Theater Mu's latest play is a fun crime caper about a Chinese-American family of con artists. Mu was part of the rolling world premiere of NYC-based playwright Carla Ching's smart, funny, two-person relationship play Two Kids that Blow Shit Up a few years ago, and are now bringing us this smart, funny, family crime dramedy Fast Company. There's nothing particularly deep or revelatory about it, but it's fun in an Ocean's Eleven heist kind of way, and it's rare and wonderful to see an Asian-American family at the center of this type of story, portrayed as flawed, messy, loving, complicated humans instead of stereotypes.

Blue, H, and Francis are loving, bickering step-siblings raised by a con artist mother. To test her children to see if they were ready for the crime life, she'd leave them alone in a public place and tell them to find their own way home. When they were 10. Now adults, these kids are tough, smart, and shrewd. Francis is trying to leave the life of crime to be a magician, and Blue is running a complicated con involving a comic book and a couple of double switches. When the valuable stolen comic goes missing, she blames her brother H. They enlist mother Mable to try to get it back, in a complicated series of cons and double cons and triple cons (it's hard to con a con artist). To tell you more would spoil the twists and turns, some of which are foreseeable, some of which are not. But the Kwan family capers take them all over the world, and despite their disagreements, they're still together. The family that cons together...

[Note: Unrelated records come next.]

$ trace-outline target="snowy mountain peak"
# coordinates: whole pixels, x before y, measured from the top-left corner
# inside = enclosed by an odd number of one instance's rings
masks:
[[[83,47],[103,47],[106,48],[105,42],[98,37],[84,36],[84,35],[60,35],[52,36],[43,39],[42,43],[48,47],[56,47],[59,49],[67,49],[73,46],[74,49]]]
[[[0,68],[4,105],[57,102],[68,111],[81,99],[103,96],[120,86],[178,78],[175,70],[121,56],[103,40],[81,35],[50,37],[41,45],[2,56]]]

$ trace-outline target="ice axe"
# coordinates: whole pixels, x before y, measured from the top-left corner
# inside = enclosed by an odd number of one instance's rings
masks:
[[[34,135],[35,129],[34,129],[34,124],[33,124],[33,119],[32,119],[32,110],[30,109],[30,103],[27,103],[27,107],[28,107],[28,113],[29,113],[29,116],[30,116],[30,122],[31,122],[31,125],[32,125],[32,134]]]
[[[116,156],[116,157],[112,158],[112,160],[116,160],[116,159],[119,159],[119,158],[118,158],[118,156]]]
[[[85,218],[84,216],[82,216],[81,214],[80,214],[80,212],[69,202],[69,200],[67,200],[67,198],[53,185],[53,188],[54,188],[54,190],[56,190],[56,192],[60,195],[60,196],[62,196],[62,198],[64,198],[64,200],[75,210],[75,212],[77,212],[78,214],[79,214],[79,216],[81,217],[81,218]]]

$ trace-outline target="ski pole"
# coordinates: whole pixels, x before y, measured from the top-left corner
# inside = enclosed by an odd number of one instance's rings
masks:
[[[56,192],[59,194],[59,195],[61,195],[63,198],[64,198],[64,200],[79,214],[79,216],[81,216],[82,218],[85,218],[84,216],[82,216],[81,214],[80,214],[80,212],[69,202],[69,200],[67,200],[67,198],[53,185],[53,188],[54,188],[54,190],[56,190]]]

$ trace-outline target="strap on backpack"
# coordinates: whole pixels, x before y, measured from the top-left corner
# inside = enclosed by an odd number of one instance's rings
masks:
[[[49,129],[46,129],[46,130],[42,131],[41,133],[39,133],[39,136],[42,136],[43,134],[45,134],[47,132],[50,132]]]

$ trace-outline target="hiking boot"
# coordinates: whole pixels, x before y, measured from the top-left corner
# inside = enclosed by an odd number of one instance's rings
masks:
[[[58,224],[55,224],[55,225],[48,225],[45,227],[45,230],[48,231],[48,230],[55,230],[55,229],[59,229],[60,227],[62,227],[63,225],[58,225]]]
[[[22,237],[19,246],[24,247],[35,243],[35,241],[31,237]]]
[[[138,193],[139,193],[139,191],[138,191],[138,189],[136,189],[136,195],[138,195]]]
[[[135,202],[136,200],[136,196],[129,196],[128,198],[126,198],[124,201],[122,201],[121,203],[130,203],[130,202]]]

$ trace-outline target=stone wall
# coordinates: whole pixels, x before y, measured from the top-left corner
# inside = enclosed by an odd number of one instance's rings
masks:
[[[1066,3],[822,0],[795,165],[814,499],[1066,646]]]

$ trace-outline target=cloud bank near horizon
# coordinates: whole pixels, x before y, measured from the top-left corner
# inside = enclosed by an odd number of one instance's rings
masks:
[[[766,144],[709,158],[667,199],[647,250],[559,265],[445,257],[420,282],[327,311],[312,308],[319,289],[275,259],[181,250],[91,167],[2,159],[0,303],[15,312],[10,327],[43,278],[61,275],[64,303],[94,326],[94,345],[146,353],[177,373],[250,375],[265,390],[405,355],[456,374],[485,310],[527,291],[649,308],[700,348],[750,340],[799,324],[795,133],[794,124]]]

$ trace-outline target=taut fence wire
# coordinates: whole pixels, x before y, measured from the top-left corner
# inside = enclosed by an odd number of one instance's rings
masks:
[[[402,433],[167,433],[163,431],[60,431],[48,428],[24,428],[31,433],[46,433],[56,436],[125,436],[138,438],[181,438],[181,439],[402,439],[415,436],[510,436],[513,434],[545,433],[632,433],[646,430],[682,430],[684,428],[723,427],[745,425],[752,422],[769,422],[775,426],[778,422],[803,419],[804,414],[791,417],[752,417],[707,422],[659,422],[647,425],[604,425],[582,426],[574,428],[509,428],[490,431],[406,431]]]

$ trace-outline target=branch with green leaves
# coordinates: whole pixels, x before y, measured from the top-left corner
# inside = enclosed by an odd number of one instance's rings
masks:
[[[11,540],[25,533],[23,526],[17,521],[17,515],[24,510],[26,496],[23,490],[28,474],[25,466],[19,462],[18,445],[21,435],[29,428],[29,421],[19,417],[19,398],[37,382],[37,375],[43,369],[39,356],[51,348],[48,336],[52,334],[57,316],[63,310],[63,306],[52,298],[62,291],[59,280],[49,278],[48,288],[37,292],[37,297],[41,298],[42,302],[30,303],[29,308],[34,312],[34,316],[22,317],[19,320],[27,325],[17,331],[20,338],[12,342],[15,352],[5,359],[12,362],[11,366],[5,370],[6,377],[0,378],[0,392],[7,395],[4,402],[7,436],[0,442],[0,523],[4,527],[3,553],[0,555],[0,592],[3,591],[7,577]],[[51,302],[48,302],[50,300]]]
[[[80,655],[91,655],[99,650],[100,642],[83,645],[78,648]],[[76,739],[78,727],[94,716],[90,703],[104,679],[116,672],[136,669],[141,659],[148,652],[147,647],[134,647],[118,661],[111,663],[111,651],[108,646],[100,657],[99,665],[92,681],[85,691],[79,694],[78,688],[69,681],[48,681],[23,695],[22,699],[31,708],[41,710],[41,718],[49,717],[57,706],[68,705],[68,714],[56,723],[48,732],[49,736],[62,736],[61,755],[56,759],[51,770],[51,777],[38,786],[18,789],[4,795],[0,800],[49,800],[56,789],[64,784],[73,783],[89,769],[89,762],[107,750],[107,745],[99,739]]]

Brian Kim, Ming Montgomery, Pogi Sumangil, and Jeannie Lander
(photo by Rich Ryan)
Director Brian Balcom has assembled a top notch cast that really feels like a dysfunctional family, with prickly chemistry among them. Jeannie Lander embodies the tough but loving mother, balancing the fine line between being a supportive mother and a wily criminal. A relative newcomer to #TCTheater, Ming Montgomery is great as Blue, the sibling with the greatest gift for con. Brian Kim and Eric "Pogi" Sumangil are both fun to watch as the less gifted brothers Francis and H. The ensemble works and plays well together.

The various locations around the world are represented by projections on the cool and modern set. From a swanky office to a dive bar to a park, images projected on the blank blocked walls, plus a few key set pieces, take us there. (Scenic design by Joel Sass, projection design by Miko Simmons.)

Fast Company continues at the Guthrie Dowling Studio through November 24. The Wednesday night performance I attended was sold out, so make your plans soon to see this smart and fun caper of a play.